By the Victorian era, in the English-speaking world at least, popular understanding of female sexuality had sunk to a level that might have appalled even a Paleolithic-era cave dweller: Conventional wisdom held that women had no carnal desires. Lust in females was termed “hysteria,” a Greek term meaning “suffering uterus,” and treated as a medical condition. Women complaining of irritability, anxiety, sexual fantasies, and “pelvic heaviness,” sought relief from physicians, who treated them by massaging the clitoris until “paroxysm,” or orgasm, was induced. Not unsurprisingly, many doctors’ offices became de facto massage parlors as repeated visits for such attention became immensely popular among the ladies.
To better alleviate hysteria (and probably save his fellow practitioners from repetitive-motion disorders as well), an American doctor, George Taylor, invented the steam-powered vibrator in 1869. Battery-driven models with attachments allowing the physician to vary the sensations were in use by the 1890s, and by 1921, magazine ads appeared promising men they could keep their wives “young and pretty” with home vibrator treatments. (To its everlasting shame, the medical profession considered hysteria an ailment until 1952.) In the 1940s, though, the vibrator had to go underground, as its appearance in pornography had made its true function obvious. It later resurfaced during the sexual revolution of the 1960s.
The Victorian era also saw the advent of butt plugs, which were originally egg-shaped and prescribed to “help prevent loss of sperm through wasteful ejaculation,” and the first rubber dildos. Modern versions of these became available after the invention of latex rubber in the 1930s.
Sex toys made headlines last July when a three-judge panel of the 11th U.S. Circuit Court of Appeals, in a 2-1 decision, upheld a 1998 Alabama law banning their sale in the state. To the dismay of civil libertarians, the judges ruled that the Constitution doesn’t include a right to sexual privacy. Similar laws have long been on the books in a few other Southern states, including Georgia and Tennessee.

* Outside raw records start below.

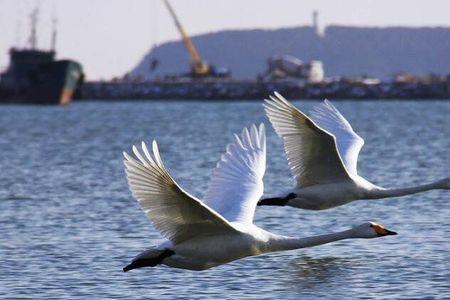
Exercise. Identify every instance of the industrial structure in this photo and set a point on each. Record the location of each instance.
(199, 68)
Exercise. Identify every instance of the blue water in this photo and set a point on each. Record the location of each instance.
(68, 224)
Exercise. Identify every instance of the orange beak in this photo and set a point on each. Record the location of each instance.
(381, 231)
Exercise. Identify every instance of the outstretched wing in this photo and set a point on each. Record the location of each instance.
(237, 182)
(176, 214)
(311, 151)
(348, 142)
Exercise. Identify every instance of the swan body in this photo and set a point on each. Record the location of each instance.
(219, 229)
(322, 153)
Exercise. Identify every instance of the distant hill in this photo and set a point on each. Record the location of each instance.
(344, 50)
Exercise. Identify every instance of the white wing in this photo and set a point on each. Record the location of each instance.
(311, 151)
(236, 184)
(348, 142)
(176, 214)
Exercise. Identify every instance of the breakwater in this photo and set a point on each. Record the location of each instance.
(251, 89)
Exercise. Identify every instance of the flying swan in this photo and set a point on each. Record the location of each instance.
(219, 229)
(322, 152)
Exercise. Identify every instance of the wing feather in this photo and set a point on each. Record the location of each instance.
(236, 184)
(176, 214)
(311, 151)
(348, 142)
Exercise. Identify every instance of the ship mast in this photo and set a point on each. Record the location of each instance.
(54, 33)
(32, 40)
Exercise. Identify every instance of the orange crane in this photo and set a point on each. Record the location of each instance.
(199, 67)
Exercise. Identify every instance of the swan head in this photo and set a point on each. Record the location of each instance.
(371, 230)
(443, 184)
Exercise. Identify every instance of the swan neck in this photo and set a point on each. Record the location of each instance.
(385, 193)
(290, 243)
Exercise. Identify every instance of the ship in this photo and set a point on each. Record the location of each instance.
(34, 76)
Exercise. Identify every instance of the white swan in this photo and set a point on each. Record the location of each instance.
(322, 153)
(220, 229)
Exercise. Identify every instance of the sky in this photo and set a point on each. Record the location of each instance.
(109, 37)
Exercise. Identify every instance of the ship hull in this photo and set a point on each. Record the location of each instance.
(49, 83)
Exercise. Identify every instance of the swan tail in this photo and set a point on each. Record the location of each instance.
(149, 258)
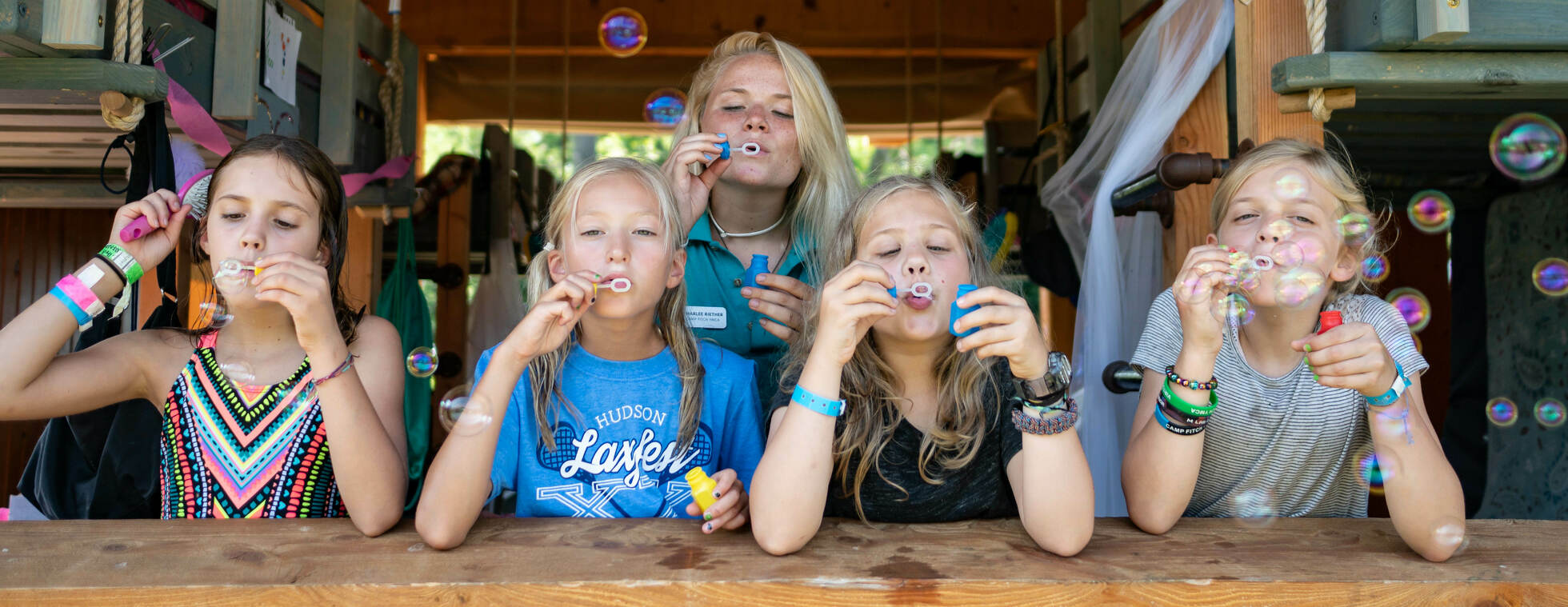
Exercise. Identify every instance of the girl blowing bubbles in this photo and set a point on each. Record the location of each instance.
(891, 417)
(610, 397)
(315, 429)
(1259, 409)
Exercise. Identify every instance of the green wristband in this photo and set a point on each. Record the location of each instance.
(1184, 406)
(124, 261)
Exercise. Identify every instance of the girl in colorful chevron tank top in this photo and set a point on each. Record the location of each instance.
(282, 402)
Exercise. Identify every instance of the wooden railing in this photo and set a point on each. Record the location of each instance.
(538, 562)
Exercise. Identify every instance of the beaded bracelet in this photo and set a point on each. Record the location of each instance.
(1189, 408)
(1170, 373)
(1046, 425)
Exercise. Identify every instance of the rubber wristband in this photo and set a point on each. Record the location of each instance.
(813, 402)
(124, 261)
(76, 311)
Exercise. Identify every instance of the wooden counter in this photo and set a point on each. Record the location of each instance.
(1330, 562)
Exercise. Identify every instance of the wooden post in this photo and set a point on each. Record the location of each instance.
(1202, 129)
(74, 24)
(1266, 34)
(237, 60)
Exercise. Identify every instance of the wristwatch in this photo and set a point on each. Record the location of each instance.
(1050, 388)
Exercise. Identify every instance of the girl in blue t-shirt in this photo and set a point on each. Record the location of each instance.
(607, 405)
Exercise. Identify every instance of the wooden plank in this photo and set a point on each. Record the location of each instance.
(1429, 74)
(237, 58)
(1266, 34)
(80, 74)
(1203, 127)
(339, 57)
(74, 24)
(1321, 562)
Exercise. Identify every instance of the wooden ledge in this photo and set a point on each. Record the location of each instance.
(1327, 562)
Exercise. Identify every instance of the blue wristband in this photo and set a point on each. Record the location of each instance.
(1401, 383)
(825, 406)
(82, 316)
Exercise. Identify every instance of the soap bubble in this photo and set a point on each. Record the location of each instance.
(623, 32)
(1528, 146)
(1551, 277)
(1254, 509)
(1502, 411)
(1290, 184)
(212, 316)
(422, 363)
(463, 413)
(1233, 311)
(1374, 269)
(1355, 228)
(1413, 306)
(1550, 413)
(1430, 210)
(664, 107)
(1297, 287)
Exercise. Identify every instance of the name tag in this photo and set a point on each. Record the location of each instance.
(707, 317)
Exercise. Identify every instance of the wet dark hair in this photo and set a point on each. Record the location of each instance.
(323, 182)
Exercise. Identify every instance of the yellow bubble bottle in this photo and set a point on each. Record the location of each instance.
(702, 488)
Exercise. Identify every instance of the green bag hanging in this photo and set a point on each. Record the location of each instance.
(405, 306)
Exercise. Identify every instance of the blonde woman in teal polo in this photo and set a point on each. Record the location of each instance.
(762, 168)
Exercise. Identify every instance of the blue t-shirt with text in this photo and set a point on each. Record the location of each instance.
(617, 455)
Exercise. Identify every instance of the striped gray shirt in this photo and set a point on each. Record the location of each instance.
(1280, 445)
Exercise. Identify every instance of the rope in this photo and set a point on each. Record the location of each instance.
(1316, 18)
(127, 37)
(391, 93)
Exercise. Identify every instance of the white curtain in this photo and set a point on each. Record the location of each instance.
(1120, 258)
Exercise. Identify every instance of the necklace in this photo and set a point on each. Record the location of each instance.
(726, 234)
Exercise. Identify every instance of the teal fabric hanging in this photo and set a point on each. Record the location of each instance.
(405, 306)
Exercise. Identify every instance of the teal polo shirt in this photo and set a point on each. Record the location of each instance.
(717, 313)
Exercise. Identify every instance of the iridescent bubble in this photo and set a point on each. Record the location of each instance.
(1413, 306)
(1278, 230)
(1290, 184)
(1430, 210)
(1502, 413)
(664, 107)
(1233, 311)
(1551, 277)
(1297, 287)
(1254, 509)
(1374, 269)
(1550, 413)
(1288, 254)
(463, 413)
(212, 316)
(1355, 228)
(238, 372)
(1528, 146)
(623, 32)
(422, 363)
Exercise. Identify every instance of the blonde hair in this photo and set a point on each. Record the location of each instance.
(1330, 171)
(869, 388)
(545, 370)
(826, 176)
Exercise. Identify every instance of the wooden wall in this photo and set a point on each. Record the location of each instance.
(38, 246)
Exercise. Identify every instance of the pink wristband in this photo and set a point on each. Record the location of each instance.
(80, 294)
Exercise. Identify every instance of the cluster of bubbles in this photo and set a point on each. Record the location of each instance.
(1528, 146)
(1413, 306)
(1550, 413)
(463, 413)
(664, 107)
(1551, 277)
(1430, 210)
(422, 363)
(623, 32)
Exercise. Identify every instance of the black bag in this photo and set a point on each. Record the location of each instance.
(104, 463)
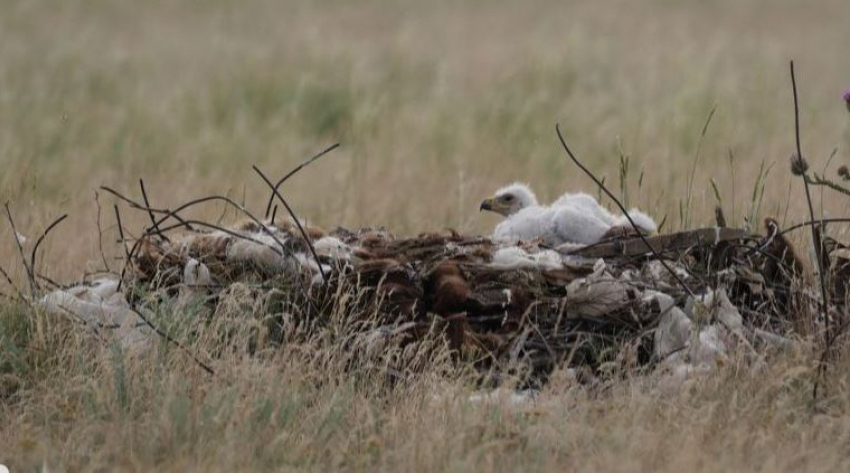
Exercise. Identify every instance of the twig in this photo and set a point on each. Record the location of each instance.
(127, 257)
(30, 275)
(625, 213)
(297, 222)
(171, 339)
(41, 239)
(810, 222)
(819, 180)
(150, 214)
(824, 305)
(100, 232)
(293, 172)
(12, 284)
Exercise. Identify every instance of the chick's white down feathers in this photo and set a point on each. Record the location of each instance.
(572, 218)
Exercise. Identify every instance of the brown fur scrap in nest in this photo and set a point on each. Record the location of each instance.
(447, 287)
(782, 263)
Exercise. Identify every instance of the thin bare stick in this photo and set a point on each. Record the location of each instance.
(625, 213)
(150, 214)
(293, 172)
(127, 257)
(100, 232)
(818, 180)
(41, 239)
(15, 234)
(824, 305)
(297, 222)
(12, 284)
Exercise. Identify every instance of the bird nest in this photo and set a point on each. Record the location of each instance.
(689, 297)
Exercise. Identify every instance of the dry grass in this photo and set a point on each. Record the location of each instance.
(436, 104)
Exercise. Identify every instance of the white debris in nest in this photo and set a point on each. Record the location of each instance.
(261, 250)
(103, 308)
(597, 294)
(501, 396)
(333, 248)
(514, 257)
(196, 278)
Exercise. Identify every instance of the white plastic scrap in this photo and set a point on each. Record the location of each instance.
(514, 257)
(332, 247)
(103, 308)
(597, 294)
(263, 252)
(196, 278)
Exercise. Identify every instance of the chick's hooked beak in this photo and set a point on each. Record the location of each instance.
(487, 204)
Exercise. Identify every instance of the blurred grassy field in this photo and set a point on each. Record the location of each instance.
(436, 105)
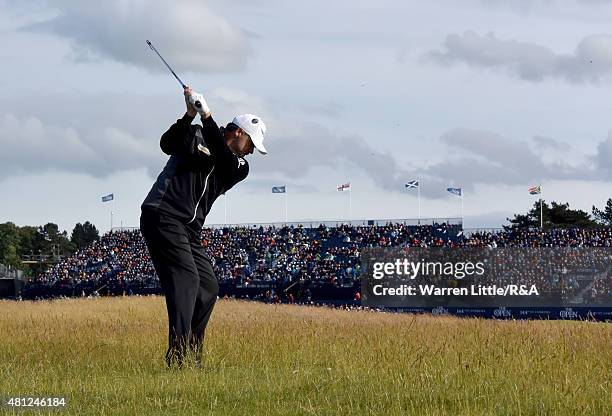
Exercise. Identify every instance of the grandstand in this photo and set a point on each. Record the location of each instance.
(314, 262)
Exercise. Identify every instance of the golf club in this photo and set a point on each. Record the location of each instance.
(197, 103)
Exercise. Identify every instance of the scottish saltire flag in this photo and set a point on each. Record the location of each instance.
(535, 190)
(344, 187)
(455, 191)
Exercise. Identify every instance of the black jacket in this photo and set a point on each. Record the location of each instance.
(201, 167)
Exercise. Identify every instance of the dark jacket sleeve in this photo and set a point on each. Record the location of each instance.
(177, 137)
(232, 168)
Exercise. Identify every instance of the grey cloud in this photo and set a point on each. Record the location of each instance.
(603, 159)
(29, 146)
(481, 157)
(543, 143)
(189, 35)
(590, 62)
(298, 154)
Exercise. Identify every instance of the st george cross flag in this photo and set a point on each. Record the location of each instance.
(535, 190)
(344, 187)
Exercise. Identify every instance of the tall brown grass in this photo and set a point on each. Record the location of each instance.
(106, 357)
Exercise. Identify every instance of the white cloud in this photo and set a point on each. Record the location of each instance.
(29, 146)
(188, 34)
(590, 62)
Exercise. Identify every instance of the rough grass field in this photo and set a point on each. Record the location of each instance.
(106, 356)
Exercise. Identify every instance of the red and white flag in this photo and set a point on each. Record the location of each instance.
(344, 187)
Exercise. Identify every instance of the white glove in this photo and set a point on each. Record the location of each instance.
(199, 103)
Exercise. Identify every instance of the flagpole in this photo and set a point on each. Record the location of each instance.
(462, 207)
(112, 212)
(541, 216)
(225, 208)
(419, 199)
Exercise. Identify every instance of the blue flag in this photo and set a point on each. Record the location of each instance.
(455, 191)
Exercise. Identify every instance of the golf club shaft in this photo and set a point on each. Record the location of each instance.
(165, 63)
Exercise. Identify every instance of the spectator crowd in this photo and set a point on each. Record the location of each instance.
(298, 264)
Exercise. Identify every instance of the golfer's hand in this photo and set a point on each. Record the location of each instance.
(197, 102)
(191, 111)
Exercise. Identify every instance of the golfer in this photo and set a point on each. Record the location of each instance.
(205, 162)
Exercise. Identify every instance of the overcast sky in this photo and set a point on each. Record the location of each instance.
(493, 96)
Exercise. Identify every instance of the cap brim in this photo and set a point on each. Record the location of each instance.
(258, 143)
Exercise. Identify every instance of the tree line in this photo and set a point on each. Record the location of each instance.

In another recent development, a hardy group of Russians gave a whole new meaning to the phrase “whatever floats your boat” when, for the second year in a row, contestants in the Bubble Baba Challenge near St. Petersburg competed in a whitewater rafting race using inflatable sex dolls. Some priceless photos of last year’s event can be viewed online at
One suspects that our Russian rafters, as well as the ghosts of those virile Chinese ringmasters and lonely Roman women, would agree that a few moralists like the state legislators of Alabama will always try to spoil everyone else’s erotic fun. But the long and varied saga of sex toys reveals the popularity of the belief that when it comes to how consenting adults choose to pleasure their partners or themselves, the ends justify the means.